The sequencing outputs and transcriptome assembly were deposited in NCBI under the BioProject accession number PRJNA1030315: BioSample accession SAMN37904383; Transcriptome Shotgun Assembly (TSA) accession GKPW00000000⁶⁵; Sequence Read Archive (SRA) accessions SRR26451330, SRR26451329, SRR26451328, SRR26451327, SRR26451325, SRR26451324, SRR26451323, SRR26451326⁶⁶. The remaining information was uploaded to figshare⁶⁷. In detail, the files uploaded to figshare include, the filtered trinity redundant assemblies (Uel_trinity_filtered.fasta), the non-redundant transcriptomes (Uel_transcriptome.fa), transcript files (Uel_genes.fa), messenger RNA file (Uel_mrna.fa), open reading frames predictions (Uel_cds.fa), open reading frames proteins predictions (Uel_proteins.fa) as well as the annotation files (Uel_Annotation_sorted.gff3.gz) and the Relative Gene Expression Count tables for all tissues (*_RSEM.isoforms.results).

Technical Validation

Raw datasets and pre-assembly processing quality control

Overall, the raw sequencing output for each tissue was evenly distributed, resulting in almost 22 million reads (M) for adductor muscle, 20 M for foot, 23 M for gill, 23 M for gonad, 19 M for gut, 23 M for hepatopancreas, 22 M for mantle, and 22 M for palps.

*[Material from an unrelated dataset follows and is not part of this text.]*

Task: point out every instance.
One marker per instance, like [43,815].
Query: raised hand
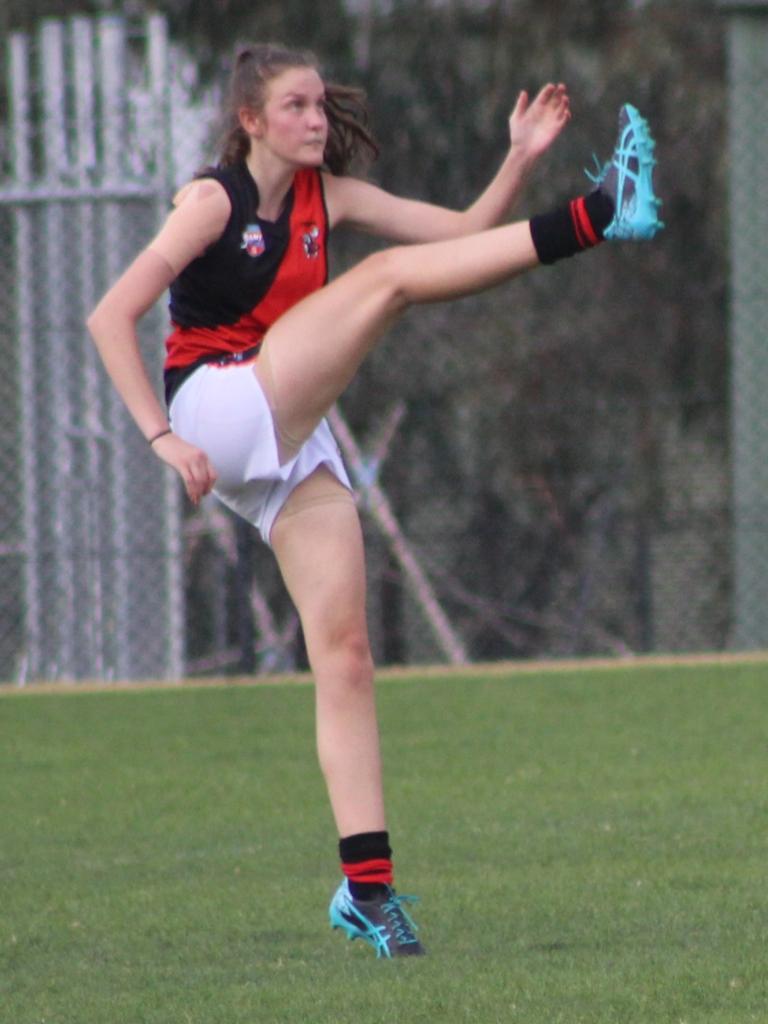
[535,125]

The overall quality of the raw data was substantially good as demonstrated by the fastqc report (Fig. 2), thus resulting in a low number of low-quality reads being removed during quality trimming (Trimmomatic), less than 2% for each tissue dataset (Table 2). Nevertheless, trimming and error correction (Rcorrector) improved the quality of the reads (Fig. 2).

Table 2 Basic statistics of raw sequencing datasets and percentages of removed reads after the preassembly processing strategy.

Full size table

Transcriptome assembly metrics

The Trinity transcriptome assembler, used with default parameters, is a very fast and effective approach for unionid transcriptome assemblies^{35,38,39,40,41,48}. This is demonstrated again in our multi-tissue de novo transcriptome (Table 3). The quality of the Trinity output, even before any redundancy removal, is evidenced by the Transrate statistical report, with an N50 length of 1,035 in a total of 1,950,805 transcripts, as well as by the completeness report generated using BUSCO, which reported 100% and 99.2% total genes found (complete + fragmented) for the lineage-specific libraries available for Eukaryota and Metazoa, respectively (Table 3). These values are within the range reported for other Unionida transcriptome assembly projects^{35,36,37,38,39,41,43,44,45,47}, including other congeneric European species⁴⁸.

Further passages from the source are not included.